There are many other dialect types in addition to this, which are not listed here.

Step 102: Obtain an identification algorithm corresponding to the dialect type as the target algorithm.

In the research and development of speech recognition, researchers designed and produced speech databases in various languages such as Chinese (including different dialects) and English according to the pronunciation characteristics of different languages. For example, MIT Media lab Speech Dataset (MIT Institute of Media Lab Voice Dataset), Pitch and Voicing Estimates for Aurora 2 (Aurora2 Speech Library Gene Cycle and Tone Estimation), Congressional Speech Data, and Mandarin Speech Frame Data ), voice data used to test the blind source separation algorithm, and the like.

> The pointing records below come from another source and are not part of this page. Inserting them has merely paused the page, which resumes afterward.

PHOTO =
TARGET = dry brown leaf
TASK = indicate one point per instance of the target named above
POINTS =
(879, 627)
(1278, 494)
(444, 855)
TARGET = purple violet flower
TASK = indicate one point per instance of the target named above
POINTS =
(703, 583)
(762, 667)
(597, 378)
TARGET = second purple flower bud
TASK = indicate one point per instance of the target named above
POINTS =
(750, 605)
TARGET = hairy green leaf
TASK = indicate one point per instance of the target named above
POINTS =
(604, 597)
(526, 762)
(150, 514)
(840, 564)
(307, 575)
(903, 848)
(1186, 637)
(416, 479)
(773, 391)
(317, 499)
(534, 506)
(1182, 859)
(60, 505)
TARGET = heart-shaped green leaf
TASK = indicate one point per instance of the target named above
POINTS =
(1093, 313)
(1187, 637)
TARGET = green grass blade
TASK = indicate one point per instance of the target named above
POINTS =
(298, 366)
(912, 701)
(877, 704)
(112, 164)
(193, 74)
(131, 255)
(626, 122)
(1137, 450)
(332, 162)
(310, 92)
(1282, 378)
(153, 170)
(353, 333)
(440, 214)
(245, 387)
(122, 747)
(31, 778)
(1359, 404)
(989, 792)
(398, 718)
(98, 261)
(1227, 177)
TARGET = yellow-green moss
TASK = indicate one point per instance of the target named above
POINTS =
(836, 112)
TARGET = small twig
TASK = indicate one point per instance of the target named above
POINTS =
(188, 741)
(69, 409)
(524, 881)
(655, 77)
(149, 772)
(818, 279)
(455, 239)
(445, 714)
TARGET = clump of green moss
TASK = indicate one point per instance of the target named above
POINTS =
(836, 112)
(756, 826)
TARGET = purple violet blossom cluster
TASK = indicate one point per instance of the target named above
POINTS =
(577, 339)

Therefore, different dialect types may have different recognition algorithms corresponding thereto, and in particular, different recognition algorithms may correspond to speech databases of standard dialects of different dialect types; therefore, for the determined dialect types, the identification may be specifically improved. Speed and accuracy.

103: After collecting the voice data, performing voice recognition on the voice data by using the target algorithm to obtain a recognition result.

The voice data collected above may be a person speaking to the terminal device, and the voice pickup device of the terminal device, for example, a microphone, collects voice data input by the user. After the algorithm of the speech recognition, that is, the target algorithm is determined, the specific identification process is not described in detail in the embodiments of the present invention. It can be understood that for different dialects, a voice database with different dialects can be used in conjunction with the recognition algorithm.

In this embodiment, the types of dialects used by the area to which the mobile terminal belongs are determined by the geographic location of the mobile device, so that the corresponding recognition algorithm can be used to improve the accuracy of the voice recognition, thereby improving the accuracy of the recognition of the non-standard voice. rate.

In an optional implementation manner, the embodiment of the present invention provides a solution, because the location information obtained by the terminal device is not necessarily a common or real location of the terminal device, such as a mobile terminal of the travel client. As follows: The geographical location of obtaining the mobile terminal mentioned above includes:

After the mobile terminal is started, acquiring a history set, where the history record is obtained by counting the location information of the mobile terminal after the mobile terminal is started each time; analyzing the historical record set to obtain the foregoing The geographical area to which the mobile terminal belongs is the above geographical location.

In this embodiment, the history set is used to determine the area to which the terminal device belongs. This can avoid the problem that the mobile terminal frequently moves in various dialect areas to cause inaccurate judgment.

The manner of analyzing the historical record set may be as follows: determining that the terminal device lasts for a long time in a certain geographical area, and the geographic area may be the most likely real geographical location area of the mobile terminal. For example, the location where the car is parked the most, the location where the phone is at night, and so on.

In an optional implementation manner, the embodiment of the present invention further provides an implementation solution for establishing a pre-established database to improve the recognition speed and accuracy, and the following is as follows: Before determining the dialect type corresponding to the geographical location, the method further includes:

A database for establishing a correspondence between a geographic area and a dialect type, in which one geographic area corresponds to one or more dialect types.

In this embodiment, by establishing a dialect type and a database, a more accurate identification can be performed for a more refined dialect, for example:

Wu language is also known as Jiangsu-Zhejiang dialect or Jiangnan dialect. In the past, the Suzhou dialect was used as the representative. Nowadays, with the economic development of Shanghai, the population used in Shanghai dialect has been increasing, and the number of Shanghai dialects has gradually increased. Therefore, the representative of Wu language today is Shanghai dialect. The main areas are south of the Yangtze River in Jiangsu Province, east of Zhenjiang, a small part of Nantong, and most of Shanghai and Zhejiang. It can be divided into five pieces:

(1) Taihu Lake, represented by Shanghai dialect, passing through areas: Shanghai, Changzhou, Hangzhou and Ningbo.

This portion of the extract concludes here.